The Financial Times reported that Roche Health has hired bankers to consider divesting Flatiron Health after acquiring it for $1.9 billion back in 2018. The report notes that Flatiron revenue has been hampered because other drugmakers don’t want to work with Flatiron since it’s owned by Roche.
A Kaufman Hall report highlighted the widening gap in financial performance among hospitals. While the overall operating margin is holding steady at 4.1%, the best-performing systems are doing better, and the worst are doing worse.
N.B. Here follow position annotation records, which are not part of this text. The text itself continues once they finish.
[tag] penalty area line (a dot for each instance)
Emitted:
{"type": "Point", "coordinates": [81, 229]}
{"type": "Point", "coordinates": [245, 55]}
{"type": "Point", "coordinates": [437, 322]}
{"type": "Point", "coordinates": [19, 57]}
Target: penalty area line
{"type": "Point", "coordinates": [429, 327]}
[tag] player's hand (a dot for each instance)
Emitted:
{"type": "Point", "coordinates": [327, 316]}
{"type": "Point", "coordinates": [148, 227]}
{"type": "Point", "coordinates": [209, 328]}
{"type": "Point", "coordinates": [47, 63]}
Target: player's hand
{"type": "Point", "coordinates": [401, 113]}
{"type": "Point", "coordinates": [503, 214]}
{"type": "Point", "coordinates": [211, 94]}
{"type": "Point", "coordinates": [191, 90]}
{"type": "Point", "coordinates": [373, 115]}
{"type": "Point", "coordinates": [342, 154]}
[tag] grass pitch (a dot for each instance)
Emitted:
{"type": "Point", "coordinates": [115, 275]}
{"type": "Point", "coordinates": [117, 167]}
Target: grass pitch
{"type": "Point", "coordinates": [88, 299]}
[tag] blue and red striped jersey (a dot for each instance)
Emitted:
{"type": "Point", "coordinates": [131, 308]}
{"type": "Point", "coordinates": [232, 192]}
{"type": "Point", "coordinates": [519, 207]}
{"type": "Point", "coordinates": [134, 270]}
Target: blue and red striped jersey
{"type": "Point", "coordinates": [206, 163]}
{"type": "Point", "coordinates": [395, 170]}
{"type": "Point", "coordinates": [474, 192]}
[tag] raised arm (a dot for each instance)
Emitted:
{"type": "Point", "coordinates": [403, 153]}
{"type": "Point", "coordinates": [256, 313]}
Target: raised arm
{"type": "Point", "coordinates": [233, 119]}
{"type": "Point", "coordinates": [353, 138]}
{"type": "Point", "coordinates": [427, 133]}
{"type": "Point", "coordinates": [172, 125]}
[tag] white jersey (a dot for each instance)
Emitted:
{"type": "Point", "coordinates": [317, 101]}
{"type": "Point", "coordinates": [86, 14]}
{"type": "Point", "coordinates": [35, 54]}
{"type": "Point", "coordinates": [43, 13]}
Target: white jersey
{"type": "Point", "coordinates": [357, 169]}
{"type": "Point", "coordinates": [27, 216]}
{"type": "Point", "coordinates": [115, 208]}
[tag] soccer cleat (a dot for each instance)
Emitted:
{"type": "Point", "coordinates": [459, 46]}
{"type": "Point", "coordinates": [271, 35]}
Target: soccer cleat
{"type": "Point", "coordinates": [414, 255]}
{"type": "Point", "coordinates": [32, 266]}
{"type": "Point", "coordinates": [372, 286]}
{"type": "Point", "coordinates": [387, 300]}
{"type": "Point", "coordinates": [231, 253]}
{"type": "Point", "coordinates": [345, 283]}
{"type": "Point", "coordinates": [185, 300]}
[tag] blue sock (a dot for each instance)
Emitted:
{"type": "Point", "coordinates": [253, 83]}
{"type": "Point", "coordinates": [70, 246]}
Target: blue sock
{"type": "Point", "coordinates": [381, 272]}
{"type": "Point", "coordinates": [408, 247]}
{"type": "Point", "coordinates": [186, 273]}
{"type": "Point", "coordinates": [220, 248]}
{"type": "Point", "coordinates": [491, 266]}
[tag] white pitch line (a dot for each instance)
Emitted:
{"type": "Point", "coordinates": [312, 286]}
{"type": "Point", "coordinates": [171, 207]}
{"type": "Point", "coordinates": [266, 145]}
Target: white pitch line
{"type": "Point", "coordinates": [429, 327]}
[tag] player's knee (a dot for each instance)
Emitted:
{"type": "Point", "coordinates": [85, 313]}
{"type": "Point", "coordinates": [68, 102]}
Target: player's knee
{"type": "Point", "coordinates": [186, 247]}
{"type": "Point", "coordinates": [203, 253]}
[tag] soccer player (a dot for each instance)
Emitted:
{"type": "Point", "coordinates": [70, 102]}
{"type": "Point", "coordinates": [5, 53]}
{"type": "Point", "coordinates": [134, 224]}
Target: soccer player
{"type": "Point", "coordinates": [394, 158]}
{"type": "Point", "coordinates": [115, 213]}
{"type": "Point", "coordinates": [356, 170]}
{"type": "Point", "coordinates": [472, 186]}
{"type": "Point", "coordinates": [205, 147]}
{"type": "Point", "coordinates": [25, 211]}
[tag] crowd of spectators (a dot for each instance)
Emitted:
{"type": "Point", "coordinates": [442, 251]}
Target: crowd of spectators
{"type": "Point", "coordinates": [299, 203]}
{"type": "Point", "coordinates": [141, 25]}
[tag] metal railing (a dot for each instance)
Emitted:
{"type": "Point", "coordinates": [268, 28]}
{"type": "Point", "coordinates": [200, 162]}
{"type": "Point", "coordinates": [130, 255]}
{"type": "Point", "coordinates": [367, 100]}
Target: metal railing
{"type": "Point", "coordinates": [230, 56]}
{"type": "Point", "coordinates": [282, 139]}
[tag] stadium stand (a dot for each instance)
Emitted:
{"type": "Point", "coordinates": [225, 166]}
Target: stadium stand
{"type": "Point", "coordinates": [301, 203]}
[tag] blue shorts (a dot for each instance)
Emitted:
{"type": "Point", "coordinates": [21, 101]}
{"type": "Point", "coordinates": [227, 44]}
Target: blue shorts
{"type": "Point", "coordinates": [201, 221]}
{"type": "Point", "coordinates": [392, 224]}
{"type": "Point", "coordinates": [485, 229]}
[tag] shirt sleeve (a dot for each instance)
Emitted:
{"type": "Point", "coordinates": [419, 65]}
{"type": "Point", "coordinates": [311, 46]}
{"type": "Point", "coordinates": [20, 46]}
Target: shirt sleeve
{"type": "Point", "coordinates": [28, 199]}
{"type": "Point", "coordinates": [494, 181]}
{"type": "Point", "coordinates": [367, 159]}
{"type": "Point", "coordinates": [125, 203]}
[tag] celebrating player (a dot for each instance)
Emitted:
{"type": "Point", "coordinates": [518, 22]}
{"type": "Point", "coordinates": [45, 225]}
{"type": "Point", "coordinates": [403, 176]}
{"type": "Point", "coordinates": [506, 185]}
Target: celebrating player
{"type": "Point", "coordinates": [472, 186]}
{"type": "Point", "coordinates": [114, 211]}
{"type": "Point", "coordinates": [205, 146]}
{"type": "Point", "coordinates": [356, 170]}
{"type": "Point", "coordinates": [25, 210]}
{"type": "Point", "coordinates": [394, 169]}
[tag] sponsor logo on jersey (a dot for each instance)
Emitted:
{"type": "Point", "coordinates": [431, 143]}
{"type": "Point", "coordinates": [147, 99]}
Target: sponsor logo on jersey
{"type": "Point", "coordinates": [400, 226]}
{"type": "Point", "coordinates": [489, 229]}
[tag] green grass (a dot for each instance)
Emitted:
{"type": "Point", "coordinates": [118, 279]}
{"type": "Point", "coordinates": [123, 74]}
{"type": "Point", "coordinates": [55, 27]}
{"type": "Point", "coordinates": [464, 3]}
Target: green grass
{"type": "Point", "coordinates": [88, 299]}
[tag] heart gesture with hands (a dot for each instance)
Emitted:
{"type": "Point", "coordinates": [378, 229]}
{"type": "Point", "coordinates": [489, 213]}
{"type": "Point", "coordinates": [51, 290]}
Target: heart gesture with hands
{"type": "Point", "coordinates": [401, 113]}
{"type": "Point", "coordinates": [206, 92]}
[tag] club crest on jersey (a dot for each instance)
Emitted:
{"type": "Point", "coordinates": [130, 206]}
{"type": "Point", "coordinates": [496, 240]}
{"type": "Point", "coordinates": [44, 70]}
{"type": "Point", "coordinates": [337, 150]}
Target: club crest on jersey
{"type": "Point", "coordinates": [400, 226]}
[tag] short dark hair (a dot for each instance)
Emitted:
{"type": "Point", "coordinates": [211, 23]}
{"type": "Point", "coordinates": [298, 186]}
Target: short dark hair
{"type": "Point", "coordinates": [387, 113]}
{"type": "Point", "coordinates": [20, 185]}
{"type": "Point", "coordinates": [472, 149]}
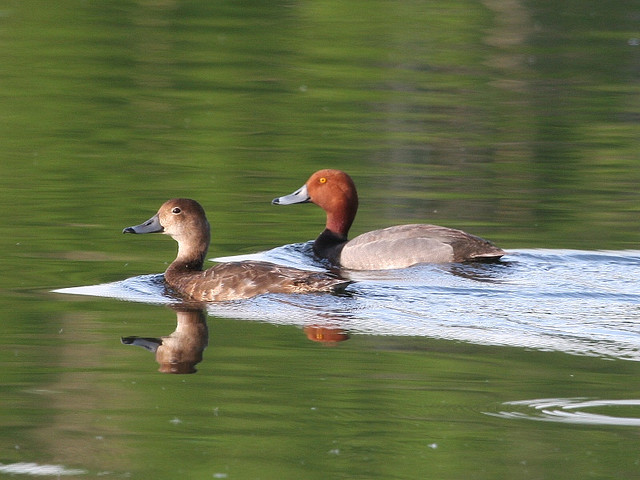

This is chalked up to a few key trends — throughput management, investment in outpatient services, and contract labor utilization.
The North Carolina state treasurer shared this week that the NC State Health Plan will be insolvent by 2026 based on the current trajectory of the plan.
UnitedHealthcare has sued the state of Minnesota over a recently passed law banning for-profit insurers from the state’s Medicaid program.
Health Catalyst acquired Lumeon, a care management automation platform. Lumeon has operations in the UK which will help Health Catalyst expand internationally.
Funding Announcements
Guidehealth, a platform that supports health systems adopt value-based care leveraging their clinically integrated networks, raised $14 million. Memorial Hermann led the funding round. Guidehealth has expanded to four states since it launched last year. It acquired Arcadia’s MSO in December 2023 and will use the funding to improve that platform.